I have a scenario where I am not sure what the location reduce processors are to occur on.
i) I have an input text file, it has a 1000's of integers in a balanced range between 1 and 4.
ii) Let us suppose there is a 4 node cluster each node with 12 slots, of which 4 are allocated as reducers - giving us 16 total reduce slots
iii) I have set the number of reducers in the driver:
jobConf.setNumReduceTasks(4);
iii) And finally given I have a partitioner method that is
public class MyPartitioner extends Partitioner<Text,Text>{
@Override
public int getPartition(Text key, Text value, int numPartitions) {
return Integer.parseInt(key.toString());
}
}
1) i. How do I force it to process the reduce using 1 reducer on each node (leaving the 3 other local reducers idle) rather than more than one reducer running on each node IE how can you ensure that you don't use 4 slots on one Node and have 12 slots on Nodes 2,3&4 idle.

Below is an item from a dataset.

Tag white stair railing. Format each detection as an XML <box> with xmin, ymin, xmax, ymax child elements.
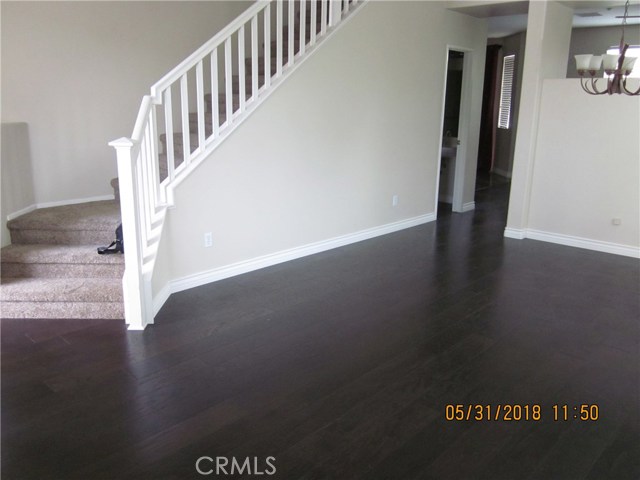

ii. Does Hadoop MR manage resource to say: "Node X is the most idle, I'll spawn an reducer there..."
2) if you have skew on a key but intend to group on that, can you spawn multiple reducers for that key, eg add a random integer to a seed value of the value "4" and add 3 additional reducers using the partitioner to process value "4" in reducer 4,5,6 and 7?
jobConf.setNumReduceTasks(7);
and
public class MyPartitioner2 extends Partitioner<Text,Text>{
@Override
public int getPartition(Text key, Text value, int numPartitions) {
int p = Integer.parseInt(key.toString());
if (p == 4){return p + (new Random()).nextInt(4);}//extra 3 partitions...
return p;
}
}
Would that work for skew?
This isn't something you can control - the assignment of map and reducer tasks to nodes is handled by the JobTracker.
There's an O'Reilly Answer detailing the specifics of Task Assignment in a good amount of detail:
http://answers.oreilly.com/topic/459-anatomy-of-a-mapreduce-job-run-with-hadoop/
The default behaviour is to assign one task per update iteration of the Job Tracker so you shouldn't typically see all reduce tasks being satisfied by the same node - but if your cluster is busy with other tasks and only a single node has available reducer slots then all your reduce tasks may get tasked to that node.
As for handling skew, this will alleviate all data for a single known high volume key possibly being sent to a single node (again there is no guarantee of this), but you'll still have a problem that you'll need to combine the three reducer outputs for this skew key into the final answer.